I hoped the patients whose work was published in the newsletters might be able to show their writing skills to an employer, or maybe earn a freelancer’s fee writing about how it felt to stay on and be discharged from a psychiatric unit. Maybe they could experience the delight of 300 lovely emails like I did.

For me, writing has been both emotionally and financially rewarding. Because I have a paying vocation, I have been a homeowner for the last two years and no longer need housing benefit.

With Employment and Support Allowance, and Personal Independent Payments, you can still earn a little money on the side in a way that supports you, which is what I’ve been doing in and out of employment since that first newspaper article. 

Photographic diptych showing a bedroom with a cat asleep on the bed, on the left and a close-up of hands holding a smartphone, a pen and a note book on the right.
Erica's writing spaces, Thomas SG Farnetti.
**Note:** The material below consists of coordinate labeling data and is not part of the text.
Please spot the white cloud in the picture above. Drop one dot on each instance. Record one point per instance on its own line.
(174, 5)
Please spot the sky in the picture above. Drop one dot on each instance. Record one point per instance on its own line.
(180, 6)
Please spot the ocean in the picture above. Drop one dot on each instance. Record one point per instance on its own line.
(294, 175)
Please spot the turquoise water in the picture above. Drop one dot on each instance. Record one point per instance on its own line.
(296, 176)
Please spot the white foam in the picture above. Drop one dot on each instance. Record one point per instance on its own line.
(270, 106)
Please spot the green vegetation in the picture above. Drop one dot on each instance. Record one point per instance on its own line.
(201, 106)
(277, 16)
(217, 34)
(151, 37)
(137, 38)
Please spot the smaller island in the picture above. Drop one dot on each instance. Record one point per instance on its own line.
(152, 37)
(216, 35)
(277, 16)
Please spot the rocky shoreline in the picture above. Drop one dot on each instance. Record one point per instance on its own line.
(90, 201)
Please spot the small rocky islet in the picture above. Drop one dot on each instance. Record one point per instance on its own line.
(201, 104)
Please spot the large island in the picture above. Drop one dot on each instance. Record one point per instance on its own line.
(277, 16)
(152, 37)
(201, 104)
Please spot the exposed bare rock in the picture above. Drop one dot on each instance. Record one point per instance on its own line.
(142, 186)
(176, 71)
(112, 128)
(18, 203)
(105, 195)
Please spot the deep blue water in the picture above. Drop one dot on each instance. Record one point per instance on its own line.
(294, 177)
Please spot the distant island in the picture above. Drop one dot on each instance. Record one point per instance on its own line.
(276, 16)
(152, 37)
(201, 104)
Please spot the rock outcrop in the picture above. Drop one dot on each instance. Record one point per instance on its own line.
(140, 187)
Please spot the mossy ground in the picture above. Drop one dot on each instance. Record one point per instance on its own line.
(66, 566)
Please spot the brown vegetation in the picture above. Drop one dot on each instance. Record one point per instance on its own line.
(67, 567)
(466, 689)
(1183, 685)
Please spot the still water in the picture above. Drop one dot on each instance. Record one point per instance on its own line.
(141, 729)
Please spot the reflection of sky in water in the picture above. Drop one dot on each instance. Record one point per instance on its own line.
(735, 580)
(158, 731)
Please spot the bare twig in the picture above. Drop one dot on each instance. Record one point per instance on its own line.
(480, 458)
Source: Wellcome Collection. CC BY-NC.

Flexibility and life balance

On a good day I can go for lunch or take my father for coffee. It’s a great feeling. And because I work freelance I can make my hours fit around my social life and make time for loved ones who have supported me through a suicide attempt and hospitalisation. Plus, a healthy work/life balance leaves me with the freedom to regularly attend the GP, therapy, psychiatrist and blood-test appointments that I need to help me stay well and sane.

Much of my twenties were spent in full-time office-based employment and my condition was hard to manage with so little free time to keep appointments, which, on the NHS, are only available during office hours. Managing psychosis can feel like having a part-time job – sometimes I spend at least five days a month traveling to and from appointments. All this makes a regular office job near impossible.

The only real drawback to all this is that I can sometimes struggle to get the best assignments with newspapers and magazines. While writing and journalism are perfect for me, the sedative effects of my medication can slow my brain down somewhat. That means I don’t always have the sharpest ideas, and a lot of them are rejected or ignored. I am also too tired to work a five-day week, so am not as fast or productive as a freelance journalist who doesn’t have an illness.

I feel this is OK, however, and I’m happy to be a small fish in a big pond, as it suits my lifestyle and unique needs so well. Some might say that schizophrenia makes me an inferior writer, not a better one. But writing is a vocation I get a lot out of in so many ways, and one that I enjoy very much.

About the author

Photograph of Erica Crompton

Erica Crompton

Erica is a freelance writer with degrees in journalism and fine art. She’s currently working on her first book with Professor Stephen Lawrie, ‘The Beginner’s Guide to Sanity’, a self-help book for people with psychosis. As well as writing, she delivers keynotes on living with psychosis around the UK.